For Trump and DeSantis, different paths, the same destination
But in truth, it’s not the policymaking that Donald Trump truly longs for. Above all, he clearly misses the corruption, cruelty, and sense of power that came with his presidency. His dream of an authoritarian state in which he can punish his enemies endlessly without accountability (while enriching himself and his family) was thwarted in 2020 when voters rejected his candidacy. The bitterness of that loss still eats at his very being and drives his current presidential bid. As he himself stated, in a second term he seeks “retribution” against one and all.
Yet, in a number of ways, as the Republican Party continues to move ever more to the right, MAGA has already evolved beyond him. Despite the media oxygen he continues to consume, the current moment is less about him than most of us believe. Just as Cleveland reflected the growing racial retrenchment of the white South in the late 1800s, Trump embodies the growing entrenchment of an ever more extremist wing of American politics.

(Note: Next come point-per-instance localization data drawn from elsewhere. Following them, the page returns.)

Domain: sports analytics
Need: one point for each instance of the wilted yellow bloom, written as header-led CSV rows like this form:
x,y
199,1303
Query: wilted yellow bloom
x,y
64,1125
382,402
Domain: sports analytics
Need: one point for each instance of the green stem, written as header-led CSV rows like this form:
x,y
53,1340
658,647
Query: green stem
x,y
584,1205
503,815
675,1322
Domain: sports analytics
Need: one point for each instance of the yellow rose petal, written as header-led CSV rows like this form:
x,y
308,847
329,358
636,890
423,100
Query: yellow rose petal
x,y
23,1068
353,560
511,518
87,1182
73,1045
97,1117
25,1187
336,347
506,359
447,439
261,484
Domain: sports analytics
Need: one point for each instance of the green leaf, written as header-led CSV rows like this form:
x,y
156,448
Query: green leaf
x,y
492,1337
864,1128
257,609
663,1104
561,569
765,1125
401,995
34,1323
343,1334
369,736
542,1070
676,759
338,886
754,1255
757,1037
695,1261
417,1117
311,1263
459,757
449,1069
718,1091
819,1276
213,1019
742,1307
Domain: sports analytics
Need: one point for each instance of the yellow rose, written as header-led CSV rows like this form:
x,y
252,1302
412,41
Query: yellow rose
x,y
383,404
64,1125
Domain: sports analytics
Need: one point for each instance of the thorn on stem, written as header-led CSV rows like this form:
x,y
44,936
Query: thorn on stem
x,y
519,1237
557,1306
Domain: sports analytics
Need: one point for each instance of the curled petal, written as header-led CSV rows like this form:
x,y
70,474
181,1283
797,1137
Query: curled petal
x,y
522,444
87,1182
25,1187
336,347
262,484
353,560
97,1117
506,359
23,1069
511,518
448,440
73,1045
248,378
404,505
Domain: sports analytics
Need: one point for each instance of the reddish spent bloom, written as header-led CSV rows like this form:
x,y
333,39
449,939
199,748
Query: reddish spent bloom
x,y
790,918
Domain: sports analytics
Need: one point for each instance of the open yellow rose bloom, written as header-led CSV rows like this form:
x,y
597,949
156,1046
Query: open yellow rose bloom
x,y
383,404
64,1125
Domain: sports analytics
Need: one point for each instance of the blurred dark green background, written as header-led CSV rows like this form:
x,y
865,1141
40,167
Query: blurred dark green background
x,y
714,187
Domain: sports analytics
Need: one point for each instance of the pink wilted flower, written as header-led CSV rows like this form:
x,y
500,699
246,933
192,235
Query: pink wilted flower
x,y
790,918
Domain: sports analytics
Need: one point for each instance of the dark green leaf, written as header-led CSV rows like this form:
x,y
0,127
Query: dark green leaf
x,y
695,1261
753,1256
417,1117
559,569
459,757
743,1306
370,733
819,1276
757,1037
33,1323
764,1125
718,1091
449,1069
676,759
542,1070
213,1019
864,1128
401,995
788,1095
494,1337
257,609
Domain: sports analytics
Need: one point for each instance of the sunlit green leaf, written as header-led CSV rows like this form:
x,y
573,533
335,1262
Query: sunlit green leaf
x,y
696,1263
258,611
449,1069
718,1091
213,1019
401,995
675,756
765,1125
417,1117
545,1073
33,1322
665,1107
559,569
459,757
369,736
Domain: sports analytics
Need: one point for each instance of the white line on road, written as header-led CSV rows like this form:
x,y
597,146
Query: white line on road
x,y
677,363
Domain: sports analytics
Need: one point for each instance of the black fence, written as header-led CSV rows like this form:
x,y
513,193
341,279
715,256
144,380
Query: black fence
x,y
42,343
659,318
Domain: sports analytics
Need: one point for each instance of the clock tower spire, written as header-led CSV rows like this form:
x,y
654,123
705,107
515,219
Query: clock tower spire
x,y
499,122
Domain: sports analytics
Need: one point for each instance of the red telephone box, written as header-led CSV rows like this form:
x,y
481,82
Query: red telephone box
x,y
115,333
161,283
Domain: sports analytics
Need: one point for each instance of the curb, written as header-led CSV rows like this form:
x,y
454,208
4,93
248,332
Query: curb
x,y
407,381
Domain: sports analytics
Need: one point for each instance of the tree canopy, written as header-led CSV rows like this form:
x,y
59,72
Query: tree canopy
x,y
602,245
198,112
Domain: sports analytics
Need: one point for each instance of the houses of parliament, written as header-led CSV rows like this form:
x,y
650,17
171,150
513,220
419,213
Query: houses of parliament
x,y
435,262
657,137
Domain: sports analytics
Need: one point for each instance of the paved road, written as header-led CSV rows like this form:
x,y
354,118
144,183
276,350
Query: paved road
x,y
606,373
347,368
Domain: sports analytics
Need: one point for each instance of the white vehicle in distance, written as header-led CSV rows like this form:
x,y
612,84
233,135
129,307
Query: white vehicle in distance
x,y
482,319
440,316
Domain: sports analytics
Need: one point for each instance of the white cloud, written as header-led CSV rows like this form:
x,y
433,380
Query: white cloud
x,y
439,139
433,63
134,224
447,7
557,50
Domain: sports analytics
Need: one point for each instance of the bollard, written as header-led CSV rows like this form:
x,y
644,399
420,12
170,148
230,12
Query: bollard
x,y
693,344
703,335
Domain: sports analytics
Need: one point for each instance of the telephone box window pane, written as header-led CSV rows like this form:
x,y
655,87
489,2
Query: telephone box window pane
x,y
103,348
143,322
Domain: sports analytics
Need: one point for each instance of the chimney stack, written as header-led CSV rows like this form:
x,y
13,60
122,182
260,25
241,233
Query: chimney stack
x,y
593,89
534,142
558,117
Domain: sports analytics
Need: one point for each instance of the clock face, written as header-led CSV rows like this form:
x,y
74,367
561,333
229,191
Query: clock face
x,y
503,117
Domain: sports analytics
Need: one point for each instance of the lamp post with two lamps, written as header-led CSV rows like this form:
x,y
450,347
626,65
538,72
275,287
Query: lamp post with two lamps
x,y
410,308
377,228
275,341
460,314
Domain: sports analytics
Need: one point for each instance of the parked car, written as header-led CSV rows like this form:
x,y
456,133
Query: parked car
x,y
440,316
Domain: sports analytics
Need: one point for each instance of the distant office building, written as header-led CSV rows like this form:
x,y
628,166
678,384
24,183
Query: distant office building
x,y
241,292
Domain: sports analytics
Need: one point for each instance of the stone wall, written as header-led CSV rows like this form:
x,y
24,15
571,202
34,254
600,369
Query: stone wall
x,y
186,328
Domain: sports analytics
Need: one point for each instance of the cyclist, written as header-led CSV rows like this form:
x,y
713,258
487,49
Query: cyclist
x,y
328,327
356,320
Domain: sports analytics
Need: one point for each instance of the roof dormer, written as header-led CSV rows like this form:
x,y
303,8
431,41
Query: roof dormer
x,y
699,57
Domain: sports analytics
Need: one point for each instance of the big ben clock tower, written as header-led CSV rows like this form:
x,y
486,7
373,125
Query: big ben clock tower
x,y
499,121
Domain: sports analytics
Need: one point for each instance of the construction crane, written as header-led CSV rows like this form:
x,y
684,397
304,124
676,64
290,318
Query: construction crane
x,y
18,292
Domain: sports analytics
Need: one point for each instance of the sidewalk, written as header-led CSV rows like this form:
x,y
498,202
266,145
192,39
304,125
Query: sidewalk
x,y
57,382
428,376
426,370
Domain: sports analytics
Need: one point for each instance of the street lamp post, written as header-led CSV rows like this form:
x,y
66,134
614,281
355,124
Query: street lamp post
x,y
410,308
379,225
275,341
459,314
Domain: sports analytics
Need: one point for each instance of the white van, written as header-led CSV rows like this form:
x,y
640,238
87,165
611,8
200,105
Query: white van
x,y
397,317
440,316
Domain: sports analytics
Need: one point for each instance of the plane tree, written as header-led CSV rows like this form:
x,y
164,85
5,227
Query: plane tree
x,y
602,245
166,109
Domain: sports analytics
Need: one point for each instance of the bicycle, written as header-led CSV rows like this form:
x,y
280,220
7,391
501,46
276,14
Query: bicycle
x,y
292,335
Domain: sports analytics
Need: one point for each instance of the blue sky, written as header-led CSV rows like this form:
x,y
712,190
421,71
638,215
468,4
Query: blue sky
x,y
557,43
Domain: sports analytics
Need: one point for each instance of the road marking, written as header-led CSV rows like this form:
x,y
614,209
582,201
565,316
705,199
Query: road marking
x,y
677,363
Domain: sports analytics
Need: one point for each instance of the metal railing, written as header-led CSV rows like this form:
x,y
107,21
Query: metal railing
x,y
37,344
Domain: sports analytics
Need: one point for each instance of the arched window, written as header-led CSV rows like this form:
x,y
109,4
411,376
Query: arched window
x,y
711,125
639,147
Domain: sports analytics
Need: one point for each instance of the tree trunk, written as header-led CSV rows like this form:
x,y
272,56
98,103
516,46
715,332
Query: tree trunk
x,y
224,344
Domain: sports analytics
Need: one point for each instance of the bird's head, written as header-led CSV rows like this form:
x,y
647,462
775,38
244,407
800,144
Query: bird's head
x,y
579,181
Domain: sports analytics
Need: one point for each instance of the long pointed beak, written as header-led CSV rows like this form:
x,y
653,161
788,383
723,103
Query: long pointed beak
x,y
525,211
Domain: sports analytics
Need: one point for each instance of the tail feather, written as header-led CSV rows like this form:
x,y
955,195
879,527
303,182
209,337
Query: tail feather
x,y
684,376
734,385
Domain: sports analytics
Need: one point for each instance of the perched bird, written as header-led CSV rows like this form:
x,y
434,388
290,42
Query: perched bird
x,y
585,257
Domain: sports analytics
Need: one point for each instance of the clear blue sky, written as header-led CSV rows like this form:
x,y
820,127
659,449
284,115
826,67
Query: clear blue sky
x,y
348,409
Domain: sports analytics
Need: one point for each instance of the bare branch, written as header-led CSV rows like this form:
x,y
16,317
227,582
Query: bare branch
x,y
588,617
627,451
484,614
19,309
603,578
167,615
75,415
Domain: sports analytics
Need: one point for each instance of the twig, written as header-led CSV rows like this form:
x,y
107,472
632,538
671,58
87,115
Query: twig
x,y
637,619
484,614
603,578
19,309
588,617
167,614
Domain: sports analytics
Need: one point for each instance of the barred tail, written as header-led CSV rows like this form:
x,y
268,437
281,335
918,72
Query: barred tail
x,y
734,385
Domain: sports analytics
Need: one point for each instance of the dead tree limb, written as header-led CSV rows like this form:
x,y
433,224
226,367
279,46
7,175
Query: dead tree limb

Once committed, Trump leaned fully into the politics of white supremacy and white Christian nationalism that still animate the base of the party and its most prominent leaders at the local, state, and federal levels. Before, during, and since his presidency, he’s hurled racist invective at every category of black Americans — black women, black women journalists, black athletes, black elected officials, black appointed officials, black law-enforcement officers, black election workers, black prosecutors, black youth, black countries, black historic figures, black activists, black-dominated cities, and black political leaders. In rallies and speeches, he regularly refers to any black person who holds him to account as a “racist,” tapping into the prejudices of his base, a crew who nominally contend that racism no longer exists.